L'arcivescovo di Torino Roberto Repole: "Quei migranti in manette sono una ferita per l'umanità" (foto Ansa-Blitzquotidiano)
“Quando vedi migranti condotti via con le manette, hai la sensazione di un pezzo di umanità che viene ferita profondamente. Credo che ci sarà un giudizio di coloro che verranno dopo di noi. E per i credenti c’è anche un giudizio del Signore”. È il monito del cardinale Roberto Repole, arcivescovo di Torino e vescovo di Susa, intervistato dalla Stampa.
“Essere poveri non coincide con l’essere delinquenti”
“Può essere facile, nei momenti di tensione e conflitto, perdere il senso dell’umano – sottolinea – Se si arriva a pensare che il fatto di essere poveri e miserabili coincide con l’essere delinquenti, si corrono rischi. A questo non dobbiamo rassegnarci. Il fatto che esistano fenomeni di illegalità e che li si debba combattere quando si manifestano, non consente in nessun modo di generalizzare né autorizza l’umiliazione di una categoria intera di persone. Questo è inumano. E non tiene conto, tra l’altro, del fatto che l’Italia ha bisogno di lavoratori stranieri. Il vero tema è gestire una buona accoglienza”.

Il monito del cardinale, una riflessione elevata che non può essere ridotta a sterile predica, punta alto ai valori dello spirito e contro le derive mondane di tolleranza e acquiescenza rispetto alla de-umanizzazione e criminalizzazione di chi è costretto ai margini dalla storia.

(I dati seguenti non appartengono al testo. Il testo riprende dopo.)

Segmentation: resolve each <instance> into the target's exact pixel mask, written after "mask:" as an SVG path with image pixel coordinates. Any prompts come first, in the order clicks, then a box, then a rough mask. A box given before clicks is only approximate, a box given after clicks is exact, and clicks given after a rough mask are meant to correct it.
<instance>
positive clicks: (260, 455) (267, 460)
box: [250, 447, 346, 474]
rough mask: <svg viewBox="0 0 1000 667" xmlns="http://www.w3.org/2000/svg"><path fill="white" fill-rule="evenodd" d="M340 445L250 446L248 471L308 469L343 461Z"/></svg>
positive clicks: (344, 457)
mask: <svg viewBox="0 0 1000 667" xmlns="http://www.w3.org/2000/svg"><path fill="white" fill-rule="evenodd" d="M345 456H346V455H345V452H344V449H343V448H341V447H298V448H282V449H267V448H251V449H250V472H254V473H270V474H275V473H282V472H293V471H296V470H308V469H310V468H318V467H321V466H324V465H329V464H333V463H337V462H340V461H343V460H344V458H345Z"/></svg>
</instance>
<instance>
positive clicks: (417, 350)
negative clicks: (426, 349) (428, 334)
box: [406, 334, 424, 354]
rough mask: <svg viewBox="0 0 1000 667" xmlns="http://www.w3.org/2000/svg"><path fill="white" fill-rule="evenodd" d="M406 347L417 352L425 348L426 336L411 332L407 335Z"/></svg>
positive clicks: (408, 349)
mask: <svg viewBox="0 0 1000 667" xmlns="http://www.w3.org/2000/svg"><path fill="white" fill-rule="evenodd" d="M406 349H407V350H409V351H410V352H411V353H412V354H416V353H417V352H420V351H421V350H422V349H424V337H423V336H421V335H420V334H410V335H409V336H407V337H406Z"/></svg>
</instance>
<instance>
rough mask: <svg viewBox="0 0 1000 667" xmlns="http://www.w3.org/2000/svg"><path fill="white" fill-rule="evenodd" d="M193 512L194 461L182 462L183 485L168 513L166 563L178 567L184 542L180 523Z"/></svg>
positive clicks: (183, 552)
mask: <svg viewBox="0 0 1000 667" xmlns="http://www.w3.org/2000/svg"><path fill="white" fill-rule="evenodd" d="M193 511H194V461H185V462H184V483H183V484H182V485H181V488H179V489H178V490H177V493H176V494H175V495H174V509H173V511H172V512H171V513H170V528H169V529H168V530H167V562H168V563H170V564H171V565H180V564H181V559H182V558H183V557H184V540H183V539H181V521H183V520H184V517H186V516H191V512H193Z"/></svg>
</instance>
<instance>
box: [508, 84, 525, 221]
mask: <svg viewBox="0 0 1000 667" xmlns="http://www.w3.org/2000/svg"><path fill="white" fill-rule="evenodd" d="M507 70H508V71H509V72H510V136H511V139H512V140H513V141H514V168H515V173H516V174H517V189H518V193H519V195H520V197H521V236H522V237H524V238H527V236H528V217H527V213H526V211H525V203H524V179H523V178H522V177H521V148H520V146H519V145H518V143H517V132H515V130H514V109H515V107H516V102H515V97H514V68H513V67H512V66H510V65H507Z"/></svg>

Salvini rivendica le manette
Monito rivolto a tutti, ma è facile individuare chi se ne senta bersaglio perché di quelle manette non esita a farsene vanto. Un esempio, il segretario della Lega Matteo Salvini impegnato nel discorso d’apertura della decima edizione della scuola politica del partito di cui è segretario: “Sui giornali oggi titoli sui 40 immigrati condannati, in attesa di espulsione e trasferiti in Albania con le manette. E come dovevano trasferirli? Con le mimose? Con la colomba pasquale, con l’uovo pasquale dovevano essere trasferiti? Pensa che gente strana siamo. Noi siamo sempre dalla parte delle forze dell’ordine senza se e senza ma”.